2015 Christy Ring Cup final
- Event: 2015 Christy Ring Cup
| Kerry | Derry |
| 1-20 | 0-12 |
- Date: 6 June 2015
- Venue: Croke Park, Dublin
- Referee: John Keane (Galway)

= 2015 Christy Ring Cup final =

Hurling decider

The 2015 Christy Ring Cup final was a hurling match played at Croke Park on 6 June 2015 to determine the winners of the 2015 Christy Ring Cup, the 11th season of the Christy Ring Cup, a tournament organised by the Gaelic Athletic Association for the second tier hurling teams. The final was contested by Kerry of Munster and Derry of Ulster, with Kerry winning by 1-20 to 0-12.

==Background==
The Christy Ring Cup final between Kerry and Derry was the third championship meeting between the two teams, with Derry having failed to beat Kerry on the two previous occasions. Kerry were appearing in their fourth final in five years and were hoping to win their second cup title, having lost the two previous finals. Derry were appearing in their very first final.

==Match details==
Michael O'Leary and Shane Nolan were on target early on as Kerry pushed ahead, but Derry gradually settled, and Ruairí Convery and Alan Grant closed the gap, before Convery leveled with his second free in the 13th minute. Kerry were much more assured and took a 0-6 to 0-3 lead by the end of the opening quarter. Daniel Collins swept over a point before Nolan spun away from his marker to flash a shot to the net on the 30th minute to give Kerry a 1-9 to 0-5 lead. Derry staged a minor revival with three converted frees, including Convery’s fifth, but they trailed by 1-10 to 0-8 at the break.
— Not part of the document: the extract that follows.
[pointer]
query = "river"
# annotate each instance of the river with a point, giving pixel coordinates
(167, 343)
A slow start to the second half failed to produce a score for 10 minutes, before Nolan set about adding to his tally from placed balls. Kerry had more goal chances, but Mikey Boyle flashed a shot just wide at the far post, before Pádraig Boyle had his effort blocked by Conor Quinn. Paddy Henry sent over a couple of long range efforts, but Derry’s only score from play in the second period came from substitute Jonathan O'Dwyer. Kerry shot six of the game’s last seven points, with wing back Keith Carmody hitting his third, and Nolan smacking over three more frees.

Kerry's Christy Ring Cup victory was their first since 2011. The win gave them their second cup title overall and put them in joint second place with Carlow on the all-time roll of honour.

Derry's Christy Ring Cup defeat was their first ever. They remain a team who has contested cup finals but has never claimed the ultimate prize.

==Match==
===Details===

6 June 2015
 1-20 - 0-12
  : S Nolan 1-8 (7f), K Carmody, M O'Leary 0-3 each, P Kelly, C Harty 0-2 each, D Collins, J Egan 0-1 each.
  : R Convery 0-5 (5f), P Henry 0-4 (4f), L Hinphey, J O'Dwyer, A Grant 0-1 each.